Category Descriptive Accounts

Type Archaeology Notes

Permalink http://canmore.org.uk/event/864404

NF77SE 14 7516 7101.

(NF 7516 7101) Tigh Chloiche (NR)

OS 6"map, Inverness-shire, 2nd ed., (1903)

Tigh Chloiche, South Clettraval, a chambered cairn, has been much disturbed by secondary buildings and its present form bears little relationship to its original plan.

The narrow and almost parallel-sided chamber is surrounded on the N, E and S by traces of what appear to be circular buildings. Four orthostats of the chamber remain on the SW but the northern part cannot be traced. The entrance was from the E but nothing can be seen of the passage walls. Large flat stone slabs lie displaced outside the chamber and, whereas the extent of the cairn is fairly well marked to the N. and E., it drops to an extensive low spread to the S and SE.

Finds of potsherds are in the National Museum of Antiquities of Scotland (NMAS).

A S Henshall 1972, visited 2 May 1962.

The remains of this chambered cairn are as described and planned by Henshall.

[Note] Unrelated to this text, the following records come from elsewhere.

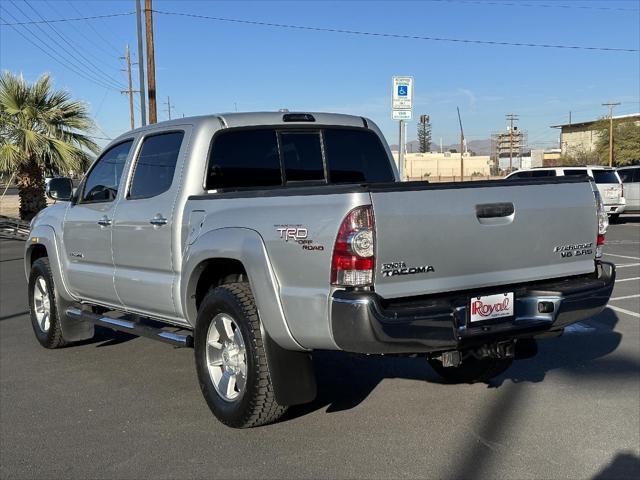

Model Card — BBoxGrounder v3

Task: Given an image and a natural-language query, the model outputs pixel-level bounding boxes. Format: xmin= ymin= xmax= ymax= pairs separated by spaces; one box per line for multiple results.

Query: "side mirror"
xmin=46 ymin=177 xmax=73 ymax=202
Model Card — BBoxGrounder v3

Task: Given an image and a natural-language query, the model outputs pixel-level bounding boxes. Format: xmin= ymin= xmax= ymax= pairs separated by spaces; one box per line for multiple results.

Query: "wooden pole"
xmin=144 ymin=0 xmax=158 ymax=123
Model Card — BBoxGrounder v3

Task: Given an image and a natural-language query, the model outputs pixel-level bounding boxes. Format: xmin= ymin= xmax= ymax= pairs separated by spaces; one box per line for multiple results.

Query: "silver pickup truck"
xmin=25 ymin=113 xmax=615 ymax=427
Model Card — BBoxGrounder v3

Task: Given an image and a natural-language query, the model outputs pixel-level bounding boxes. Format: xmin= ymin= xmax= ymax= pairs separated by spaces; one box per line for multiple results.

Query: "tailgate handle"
xmin=476 ymin=202 xmax=515 ymax=218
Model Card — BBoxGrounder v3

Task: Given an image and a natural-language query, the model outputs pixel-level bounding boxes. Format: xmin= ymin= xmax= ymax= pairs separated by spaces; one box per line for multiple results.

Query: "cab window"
xmin=82 ymin=140 xmax=133 ymax=203
xmin=129 ymin=132 xmax=184 ymax=200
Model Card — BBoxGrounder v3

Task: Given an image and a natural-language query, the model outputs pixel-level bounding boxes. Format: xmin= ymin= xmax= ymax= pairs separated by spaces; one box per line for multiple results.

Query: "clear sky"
xmin=0 ymin=0 xmax=640 ymax=147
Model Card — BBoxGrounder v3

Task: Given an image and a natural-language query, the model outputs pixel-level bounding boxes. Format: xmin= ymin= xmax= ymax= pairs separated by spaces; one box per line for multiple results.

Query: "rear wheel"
xmin=194 ymin=283 xmax=286 ymax=428
xmin=429 ymin=357 xmax=513 ymax=383
xmin=29 ymin=257 xmax=66 ymax=348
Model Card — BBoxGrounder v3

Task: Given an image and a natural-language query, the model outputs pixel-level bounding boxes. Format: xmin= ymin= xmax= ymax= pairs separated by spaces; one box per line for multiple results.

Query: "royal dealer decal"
xmin=553 ymin=242 xmax=593 ymax=258
xmin=274 ymin=225 xmax=324 ymax=252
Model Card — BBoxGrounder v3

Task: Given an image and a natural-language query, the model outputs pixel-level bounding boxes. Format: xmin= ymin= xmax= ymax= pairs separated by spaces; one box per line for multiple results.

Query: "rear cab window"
xmin=564 ymin=168 xmax=589 ymax=177
xmin=591 ymin=170 xmax=620 ymax=183
xmin=205 ymin=127 xmax=395 ymax=190
xmin=618 ymin=167 xmax=640 ymax=183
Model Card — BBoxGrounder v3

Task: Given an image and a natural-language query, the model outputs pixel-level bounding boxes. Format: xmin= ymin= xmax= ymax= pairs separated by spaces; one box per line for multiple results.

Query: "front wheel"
xmin=194 ymin=283 xmax=286 ymax=428
xmin=28 ymin=257 xmax=66 ymax=348
xmin=429 ymin=356 xmax=513 ymax=383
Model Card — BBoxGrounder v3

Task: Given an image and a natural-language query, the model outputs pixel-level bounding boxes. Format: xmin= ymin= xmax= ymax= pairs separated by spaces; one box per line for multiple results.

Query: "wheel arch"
xmin=180 ymin=227 xmax=306 ymax=351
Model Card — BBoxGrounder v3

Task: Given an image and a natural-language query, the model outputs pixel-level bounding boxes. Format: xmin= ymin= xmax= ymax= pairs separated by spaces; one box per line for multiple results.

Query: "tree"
xmin=595 ymin=118 xmax=640 ymax=166
xmin=418 ymin=115 xmax=431 ymax=153
xmin=0 ymin=72 xmax=98 ymax=220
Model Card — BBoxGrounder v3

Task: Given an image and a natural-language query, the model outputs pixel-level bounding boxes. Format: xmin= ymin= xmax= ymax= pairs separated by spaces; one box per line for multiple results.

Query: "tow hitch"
xmin=433 ymin=340 xmax=516 ymax=367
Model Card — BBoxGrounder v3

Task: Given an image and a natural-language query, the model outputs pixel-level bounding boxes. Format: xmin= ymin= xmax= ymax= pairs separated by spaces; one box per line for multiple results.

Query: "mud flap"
xmin=262 ymin=331 xmax=317 ymax=406
xmin=56 ymin=292 xmax=95 ymax=342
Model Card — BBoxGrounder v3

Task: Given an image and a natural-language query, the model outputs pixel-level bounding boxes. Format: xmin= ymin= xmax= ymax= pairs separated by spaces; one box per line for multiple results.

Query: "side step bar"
xmin=66 ymin=308 xmax=193 ymax=347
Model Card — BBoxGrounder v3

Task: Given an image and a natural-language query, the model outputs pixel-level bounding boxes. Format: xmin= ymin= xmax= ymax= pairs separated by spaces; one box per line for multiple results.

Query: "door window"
xmin=82 ymin=140 xmax=133 ymax=203
xmin=129 ymin=132 xmax=184 ymax=200
xmin=591 ymin=170 xmax=620 ymax=183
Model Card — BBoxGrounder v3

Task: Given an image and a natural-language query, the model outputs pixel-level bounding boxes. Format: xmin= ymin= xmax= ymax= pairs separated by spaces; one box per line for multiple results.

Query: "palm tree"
xmin=0 ymin=72 xmax=98 ymax=220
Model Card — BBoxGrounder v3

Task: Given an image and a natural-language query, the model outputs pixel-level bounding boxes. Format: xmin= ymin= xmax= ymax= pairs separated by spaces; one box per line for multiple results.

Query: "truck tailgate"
xmin=371 ymin=178 xmax=597 ymax=298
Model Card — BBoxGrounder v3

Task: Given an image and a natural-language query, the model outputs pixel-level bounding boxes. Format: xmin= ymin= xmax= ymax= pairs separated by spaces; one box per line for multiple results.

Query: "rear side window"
xmin=129 ymin=132 xmax=184 ymax=200
xmin=82 ymin=140 xmax=133 ymax=202
xmin=206 ymin=129 xmax=282 ymax=190
xmin=507 ymin=172 xmax=531 ymax=180
xmin=618 ymin=167 xmax=640 ymax=183
xmin=591 ymin=170 xmax=620 ymax=183
xmin=324 ymin=128 xmax=394 ymax=183
xmin=564 ymin=170 xmax=587 ymax=177
xmin=280 ymin=132 xmax=324 ymax=182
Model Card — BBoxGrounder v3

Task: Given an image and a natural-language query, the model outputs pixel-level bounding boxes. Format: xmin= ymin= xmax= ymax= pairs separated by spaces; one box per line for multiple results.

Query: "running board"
xmin=66 ymin=308 xmax=193 ymax=347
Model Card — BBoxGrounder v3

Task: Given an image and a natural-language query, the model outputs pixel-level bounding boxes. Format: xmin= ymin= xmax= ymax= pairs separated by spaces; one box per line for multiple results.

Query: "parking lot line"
xmin=616 ymin=277 xmax=640 ymax=283
xmin=609 ymin=294 xmax=640 ymax=301
xmin=605 ymin=252 xmax=640 ymax=260
xmin=607 ymin=305 xmax=640 ymax=318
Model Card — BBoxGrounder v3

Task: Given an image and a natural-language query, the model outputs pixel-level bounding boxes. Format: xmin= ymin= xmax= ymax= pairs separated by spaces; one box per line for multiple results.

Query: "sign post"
xmin=391 ymin=77 xmax=413 ymax=181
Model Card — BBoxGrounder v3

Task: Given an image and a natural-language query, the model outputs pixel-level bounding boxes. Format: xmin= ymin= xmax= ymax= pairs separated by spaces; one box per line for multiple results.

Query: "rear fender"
xmin=180 ymin=227 xmax=305 ymax=350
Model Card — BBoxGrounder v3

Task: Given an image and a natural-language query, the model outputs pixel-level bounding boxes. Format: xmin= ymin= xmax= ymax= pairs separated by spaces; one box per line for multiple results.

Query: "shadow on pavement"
xmin=593 ymin=452 xmax=640 ymax=480
xmin=286 ymin=310 xmax=628 ymax=422
xmin=0 ymin=310 xmax=29 ymax=321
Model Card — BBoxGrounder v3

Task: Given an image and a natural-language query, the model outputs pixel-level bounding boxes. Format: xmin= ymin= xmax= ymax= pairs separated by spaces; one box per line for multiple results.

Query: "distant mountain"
xmin=391 ymin=138 xmax=491 ymax=155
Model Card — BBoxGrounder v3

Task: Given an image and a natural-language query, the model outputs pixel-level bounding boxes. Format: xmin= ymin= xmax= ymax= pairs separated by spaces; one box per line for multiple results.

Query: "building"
xmin=392 ymin=152 xmax=491 ymax=180
xmin=551 ymin=113 xmax=640 ymax=155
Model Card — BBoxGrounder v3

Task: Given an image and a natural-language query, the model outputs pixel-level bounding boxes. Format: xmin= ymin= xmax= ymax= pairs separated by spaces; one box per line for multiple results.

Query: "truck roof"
xmin=110 ymin=112 xmax=373 ymax=140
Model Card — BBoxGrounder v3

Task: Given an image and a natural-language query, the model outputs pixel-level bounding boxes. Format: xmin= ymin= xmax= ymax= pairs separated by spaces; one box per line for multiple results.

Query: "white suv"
xmin=507 ymin=166 xmax=626 ymax=220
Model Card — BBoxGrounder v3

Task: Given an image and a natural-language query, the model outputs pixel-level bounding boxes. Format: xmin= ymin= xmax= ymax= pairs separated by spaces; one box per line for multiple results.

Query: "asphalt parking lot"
xmin=0 ymin=216 xmax=640 ymax=479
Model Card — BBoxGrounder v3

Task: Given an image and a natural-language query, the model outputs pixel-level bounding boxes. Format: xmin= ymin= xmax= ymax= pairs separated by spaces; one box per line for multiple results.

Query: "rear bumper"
xmin=330 ymin=262 xmax=616 ymax=353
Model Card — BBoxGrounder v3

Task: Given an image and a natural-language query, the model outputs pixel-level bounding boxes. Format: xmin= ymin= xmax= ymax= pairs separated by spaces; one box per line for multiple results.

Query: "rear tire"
xmin=194 ymin=283 xmax=286 ymax=428
xmin=28 ymin=257 xmax=66 ymax=348
xmin=429 ymin=357 xmax=513 ymax=383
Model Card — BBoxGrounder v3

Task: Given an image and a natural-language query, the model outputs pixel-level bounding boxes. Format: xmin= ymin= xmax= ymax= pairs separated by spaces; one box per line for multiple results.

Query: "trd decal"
xmin=274 ymin=225 xmax=324 ymax=252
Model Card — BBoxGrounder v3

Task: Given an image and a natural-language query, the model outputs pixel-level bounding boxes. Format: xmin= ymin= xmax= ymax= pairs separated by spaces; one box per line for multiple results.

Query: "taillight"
xmin=593 ymin=189 xmax=609 ymax=258
xmin=331 ymin=205 xmax=375 ymax=287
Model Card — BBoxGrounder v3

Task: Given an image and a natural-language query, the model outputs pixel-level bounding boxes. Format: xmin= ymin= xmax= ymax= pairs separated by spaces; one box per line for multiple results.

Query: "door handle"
xmin=149 ymin=213 xmax=167 ymax=227
xmin=98 ymin=215 xmax=111 ymax=227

At least two sub-oval buildings (the larger 5.0m by 4.0m) lie among the cairn stones and there are the possible outlines of another in the cairn debris to the south.

Surveyed at 1/10,560.

Visited by OS (W D J) 17 June 1965.

Lying immediately to the E of a modern fence in peat moorland, the remains are as planned by Henshall, though there are considerable doubts whether these relate to a chambered cairn or a round house. The sheer quantity of stones argues that this probably was a cairn, but it is not clear whether all of the four orthostats recorded on Henshall’s plan belong to the chamber. The lintels are set on piers within their line. While these may have been robbed from a chamber, in their present position they are more likely to roof a later domestic structure. Amongst the stone debris, there are traces of at least another two subrectangular buildings.